Cultural anthropology in one's own backyard yields skeletons aplenty in "Phyllis and Harold," Cindy Kleine's exhumation of her parents' 59-year marriage.
Cultural anthropology in one’s own backyard yields skeletons aplenty in “Phyllis and Harold,” Cindy Kleine’s exhumation of her parents’ 59-year marriage. Evocatively fleshed out with surprisingly iconic homemovies, passionate love letters and well-chosen pop tunes, Kleine’s homegrown Jewish “Madame Bovary” escapes the navel-gazing boundaries of the personal-diary docu by the sheer force of its evocation of bygone sensuality. As Andrew Jarecki’s “Capturing the Friedmans” amply demonstrated, dredged-up forbidden secrets in a suburban context reps definite box office appeal. This offbeat spin down memory lane, which opened Feb. 19 at Gotham’s Cinema Village, could lure an eclectic following.
Docu reprises the dueling his-and-hers interviews of Kleine’s 1998 short about her parents, “Til Death Do Us Part,” and recasts them in light of a hitherto unrevealed adulterous affair. “All my life I’ve tried to figure out who these people are and what they’re doing together,” Kleine confides directly to the camera, in tight closeup that deliberately underlines her intrusion into the film. At other times, animated cutouts of herself at various ages bop around inside the frame, a distancing device that both acknowledges and denaturalizes the filmmaker’s own stake in the proceedings.

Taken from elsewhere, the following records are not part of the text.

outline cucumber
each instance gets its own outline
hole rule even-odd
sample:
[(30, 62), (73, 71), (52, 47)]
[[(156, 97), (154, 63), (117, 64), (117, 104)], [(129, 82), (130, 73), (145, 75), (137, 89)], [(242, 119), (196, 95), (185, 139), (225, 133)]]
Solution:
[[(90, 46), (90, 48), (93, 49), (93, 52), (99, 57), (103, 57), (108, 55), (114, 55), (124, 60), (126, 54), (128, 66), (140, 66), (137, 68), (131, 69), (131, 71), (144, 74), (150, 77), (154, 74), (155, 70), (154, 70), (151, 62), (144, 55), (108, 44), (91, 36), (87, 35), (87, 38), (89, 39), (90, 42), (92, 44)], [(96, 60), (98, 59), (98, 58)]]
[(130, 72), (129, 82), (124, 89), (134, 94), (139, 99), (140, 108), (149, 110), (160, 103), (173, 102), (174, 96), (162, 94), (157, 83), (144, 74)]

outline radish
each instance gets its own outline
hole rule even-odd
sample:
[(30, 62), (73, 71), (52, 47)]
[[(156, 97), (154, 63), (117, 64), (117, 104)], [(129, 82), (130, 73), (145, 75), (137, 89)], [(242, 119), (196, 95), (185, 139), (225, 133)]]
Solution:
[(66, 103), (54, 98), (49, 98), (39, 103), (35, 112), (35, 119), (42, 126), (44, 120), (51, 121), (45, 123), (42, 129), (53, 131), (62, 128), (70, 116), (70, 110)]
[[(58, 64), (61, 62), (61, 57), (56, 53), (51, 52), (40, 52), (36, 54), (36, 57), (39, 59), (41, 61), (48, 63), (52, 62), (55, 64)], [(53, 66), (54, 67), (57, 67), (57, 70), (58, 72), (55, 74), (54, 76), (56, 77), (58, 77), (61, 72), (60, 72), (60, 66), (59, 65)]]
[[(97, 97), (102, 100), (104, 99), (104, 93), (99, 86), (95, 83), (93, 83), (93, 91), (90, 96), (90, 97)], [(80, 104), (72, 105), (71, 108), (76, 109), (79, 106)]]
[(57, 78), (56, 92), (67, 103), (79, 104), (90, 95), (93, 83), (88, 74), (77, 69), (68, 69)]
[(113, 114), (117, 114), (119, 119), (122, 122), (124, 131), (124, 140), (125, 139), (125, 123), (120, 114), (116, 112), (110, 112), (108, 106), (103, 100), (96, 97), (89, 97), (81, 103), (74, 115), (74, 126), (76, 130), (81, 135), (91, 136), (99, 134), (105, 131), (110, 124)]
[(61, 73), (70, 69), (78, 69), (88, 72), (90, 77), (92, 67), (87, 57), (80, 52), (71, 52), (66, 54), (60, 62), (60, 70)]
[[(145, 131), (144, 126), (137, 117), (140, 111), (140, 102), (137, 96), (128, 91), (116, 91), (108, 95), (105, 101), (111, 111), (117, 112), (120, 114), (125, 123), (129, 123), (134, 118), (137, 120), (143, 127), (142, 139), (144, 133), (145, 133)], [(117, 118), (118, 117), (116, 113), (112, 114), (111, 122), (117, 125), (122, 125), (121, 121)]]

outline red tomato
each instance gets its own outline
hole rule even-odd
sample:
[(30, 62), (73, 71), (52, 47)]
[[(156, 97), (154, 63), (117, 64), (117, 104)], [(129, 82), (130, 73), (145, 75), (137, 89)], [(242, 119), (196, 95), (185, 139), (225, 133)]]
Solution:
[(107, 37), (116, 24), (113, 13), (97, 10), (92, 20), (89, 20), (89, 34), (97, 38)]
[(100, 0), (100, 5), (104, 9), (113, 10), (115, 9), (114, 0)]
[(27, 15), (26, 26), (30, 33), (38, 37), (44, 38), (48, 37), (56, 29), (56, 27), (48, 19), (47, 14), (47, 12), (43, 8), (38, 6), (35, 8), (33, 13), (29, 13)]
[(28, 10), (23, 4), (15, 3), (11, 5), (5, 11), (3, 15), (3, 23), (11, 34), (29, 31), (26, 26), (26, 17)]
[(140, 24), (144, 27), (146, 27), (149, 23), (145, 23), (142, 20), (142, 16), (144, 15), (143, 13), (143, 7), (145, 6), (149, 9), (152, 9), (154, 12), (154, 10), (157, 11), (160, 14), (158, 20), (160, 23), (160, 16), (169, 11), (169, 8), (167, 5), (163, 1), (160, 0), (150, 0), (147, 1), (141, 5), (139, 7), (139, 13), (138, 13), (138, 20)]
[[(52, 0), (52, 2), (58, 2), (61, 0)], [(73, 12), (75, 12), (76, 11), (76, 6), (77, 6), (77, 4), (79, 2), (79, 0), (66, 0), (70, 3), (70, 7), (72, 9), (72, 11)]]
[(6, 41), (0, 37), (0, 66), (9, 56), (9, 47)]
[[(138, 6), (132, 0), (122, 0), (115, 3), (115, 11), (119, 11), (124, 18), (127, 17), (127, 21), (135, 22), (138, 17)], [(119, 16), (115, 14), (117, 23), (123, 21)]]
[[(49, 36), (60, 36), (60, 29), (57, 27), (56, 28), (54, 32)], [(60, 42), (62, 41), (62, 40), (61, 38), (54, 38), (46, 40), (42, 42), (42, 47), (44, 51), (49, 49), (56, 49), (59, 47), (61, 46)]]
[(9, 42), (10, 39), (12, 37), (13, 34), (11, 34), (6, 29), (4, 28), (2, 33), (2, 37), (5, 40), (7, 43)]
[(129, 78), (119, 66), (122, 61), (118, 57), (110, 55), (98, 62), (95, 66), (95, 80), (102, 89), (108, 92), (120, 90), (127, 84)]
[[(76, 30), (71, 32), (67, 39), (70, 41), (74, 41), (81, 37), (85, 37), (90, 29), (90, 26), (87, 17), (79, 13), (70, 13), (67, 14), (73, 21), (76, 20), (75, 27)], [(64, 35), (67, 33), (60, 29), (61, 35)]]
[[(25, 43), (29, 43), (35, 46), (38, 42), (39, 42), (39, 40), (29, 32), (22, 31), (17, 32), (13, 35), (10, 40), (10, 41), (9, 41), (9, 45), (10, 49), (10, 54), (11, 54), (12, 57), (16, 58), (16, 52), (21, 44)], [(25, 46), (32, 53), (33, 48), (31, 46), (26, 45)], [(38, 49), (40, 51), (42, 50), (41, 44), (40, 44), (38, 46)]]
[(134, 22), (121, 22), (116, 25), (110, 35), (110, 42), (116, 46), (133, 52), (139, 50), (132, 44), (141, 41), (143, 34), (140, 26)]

Mostly, though, Kleine allows her parents to speak for themselves, juxtaposing father Harold’s reminiscences of his “golden years” of wedded bliss and rise to success as a Long Island dentist with mother Phyllis’ fecund tale of frustrated desires and mismatched dreams.
The absurdist “Rashomon”-style disparity between the differing accounts is further layered by the distance between past and present. Sitting her septuagenarian parents side by side, the camera panning to frame first one and then the other, Kleine makes them read aloud, to their own increasing incredulity, the outpourings of ardent yearning expressed in gushy love letters they wrote to each other half a century earlier.

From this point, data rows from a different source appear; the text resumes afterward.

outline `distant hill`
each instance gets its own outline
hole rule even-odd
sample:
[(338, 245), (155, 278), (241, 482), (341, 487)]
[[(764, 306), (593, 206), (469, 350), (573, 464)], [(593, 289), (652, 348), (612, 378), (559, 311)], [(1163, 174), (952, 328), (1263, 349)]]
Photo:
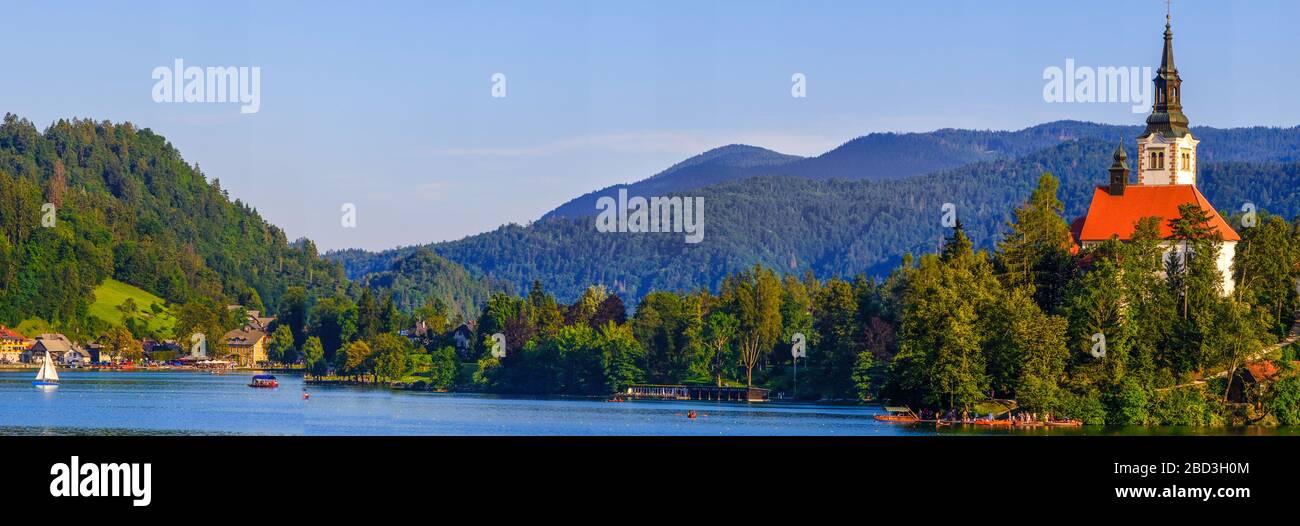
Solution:
[(437, 299), (460, 314), (462, 319), (478, 316), (478, 309), (491, 294), (488, 283), (428, 248), (403, 253), (387, 269), (361, 278), (361, 284), (370, 288), (393, 291), (393, 300), (403, 312), (415, 310), (429, 299)]
[[(1216, 207), (1231, 213), (1252, 201), (1283, 216), (1300, 214), (1300, 129), (1195, 131), (1202, 140), (1201, 188)], [(680, 234), (601, 234), (592, 217), (552, 213), (528, 226), (507, 225), (429, 248), (514, 290), (526, 290), (533, 279), (541, 279), (564, 300), (590, 283), (610, 284), (632, 301), (651, 290), (716, 287), (722, 277), (754, 262), (796, 274), (812, 270), (820, 277), (883, 275), (904, 253), (937, 248), (945, 234), (939, 223), (944, 203), (958, 207), (978, 244), (991, 245), (1044, 171), (1062, 181), (1060, 197), (1067, 218), (1082, 216), (1093, 186), (1106, 181), (1115, 144), (1124, 140), (1134, 158), (1131, 144), (1139, 132), (1138, 126), (1054, 122), (1019, 131), (874, 134), (818, 157), (757, 162), (746, 170), (716, 170), (698, 179), (666, 170), (667, 177), (637, 184), (660, 177), (672, 184), (633, 184), (634, 195), (689, 191), (703, 196), (706, 227), (699, 244), (685, 244)], [(919, 152), (927, 149), (948, 160), (930, 166), (961, 165), (902, 178), (833, 177), (862, 166), (863, 158), (888, 157), (890, 151), (897, 151), (896, 157), (879, 166), (904, 166), (907, 160), (923, 158)], [(692, 165), (710, 164), (697, 160)], [(714, 182), (670, 191), (706, 177)], [(654, 191), (642, 191), (646, 188)], [(582, 197), (592, 203), (592, 212), (595, 195)], [(350, 275), (359, 275), (354, 273), (389, 269), (415, 249), (328, 257), (339, 258)]]
[[(176, 318), (172, 317), (170, 312), (162, 310), (166, 307), (166, 300), (112, 278), (95, 287), (94, 295), (95, 303), (90, 305), (90, 316), (112, 326), (125, 326), (120, 307), (130, 299), (138, 309), (130, 317), (134, 319), (131, 323), (140, 325), (142, 334), (173, 338), (172, 327), (176, 326)], [(153, 312), (155, 305), (157, 305), (159, 312)]]
[(313, 297), (348, 287), (341, 265), (318, 257), (309, 240), (286, 239), (153, 131), (87, 119), (39, 131), (6, 114), (0, 323), (39, 318), (98, 336), (98, 326), (114, 318), (108, 309), (116, 304), (105, 301), (134, 294), (101, 288), (109, 278), (146, 291), (151, 301), (259, 299), (266, 310), (292, 286)]
[[(1063, 142), (1079, 139), (1131, 144), (1141, 126), (1115, 126), (1079, 121), (1056, 121), (1015, 131), (944, 129), (928, 132), (878, 132), (853, 139), (815, 157), (784, 156), (768, 149), (731, 145), (679, 162), (630, 184), (615, 184), (576, 197), (545, 214), (584, 217), (595, 213), (595, 200), (629, 195), (655, 196), (685, 192), (727, 181), (763, 175), (809, 179), (881, 181), (904, 179), (965, 166), (972, 162), (1018, 158)], [(1193, 129), (1204, 145), (1202, 161), (1296, 161), (1300, 132), (1296, 129)]]
[(546, 213), (543, 218), (582, 217), (595, 210), (595, 200), (601, 196), (618, 196), (627, 188), (629, 195), (662, 195), (681, 192), (714, 183), (757, 174), (774, 173), (777, 166), (798, 161), (802, 157), (777, 153), (771, 149), (745, 144), (732, 144), (714, 148), (685, 161), (677, 162), (650, 178), (632, 184), (614, 184), (589, 192), (562, 204)]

Ultimately, however, the film belongs to Phyllis as the holder of the secret that rewrites family history. Her highly romanticized liaison with a married man, beginning before her marriage and lingering in her imagination long after their daily assignations ended, became her brief glimpse into the existence she was born for.

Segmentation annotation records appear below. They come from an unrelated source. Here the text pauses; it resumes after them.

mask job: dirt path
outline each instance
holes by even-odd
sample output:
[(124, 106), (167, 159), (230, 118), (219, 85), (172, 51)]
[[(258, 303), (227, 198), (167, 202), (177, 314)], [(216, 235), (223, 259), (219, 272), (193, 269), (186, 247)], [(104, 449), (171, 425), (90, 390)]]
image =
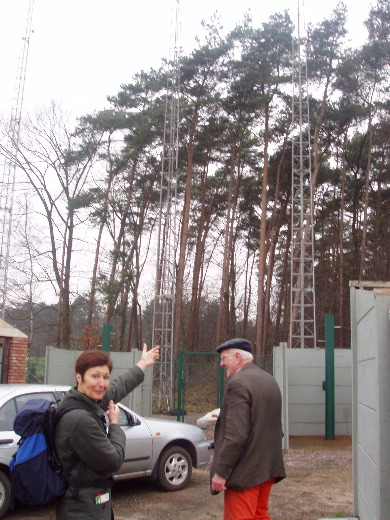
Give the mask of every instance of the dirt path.
[[(272, 520), (318, 520), (352, 516), (351, 438), (290, 439), (285, 453), (287, 478), (273, 487)], [(194, 470), (191, 485), (176, 493), (160, 491), (151, 482), (116, 483), (116, 520), (222, 520), (223, 496), (209, 493), (209, 468)], [(53, 507), (18, 507), (13, 520), (54, 520)]]

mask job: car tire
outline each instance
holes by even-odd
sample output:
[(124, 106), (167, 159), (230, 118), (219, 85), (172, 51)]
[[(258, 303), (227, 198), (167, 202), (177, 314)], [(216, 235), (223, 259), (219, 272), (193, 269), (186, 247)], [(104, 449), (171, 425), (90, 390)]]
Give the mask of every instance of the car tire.
[(192, 475), (192, 460), (181, 446), (171, 446), (160, 456), (157, 479), (165, 491), (178, 491), (187, 486)]
[(11, 481), (4, 471), (0, 471), (0, 518), (8, 511), (10, 500)]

This and other revelations might be consigned to the sensational or merely sociological were it not for Phyllis’ exceptional physicality and the narcissistic, restless sexuality that peeks out from the hundreds of color photographs and homemovie images strewn throughout the docu. Pensively reclining amid long grasses like Rousseau’s lion, dolled up in opulent outfits she designed herself, or posed against exotic backdrops from her travels with Harold, her thirst for something more fulfilling than Long Island suburbia seems equaled only by the poverty of the options she envisions.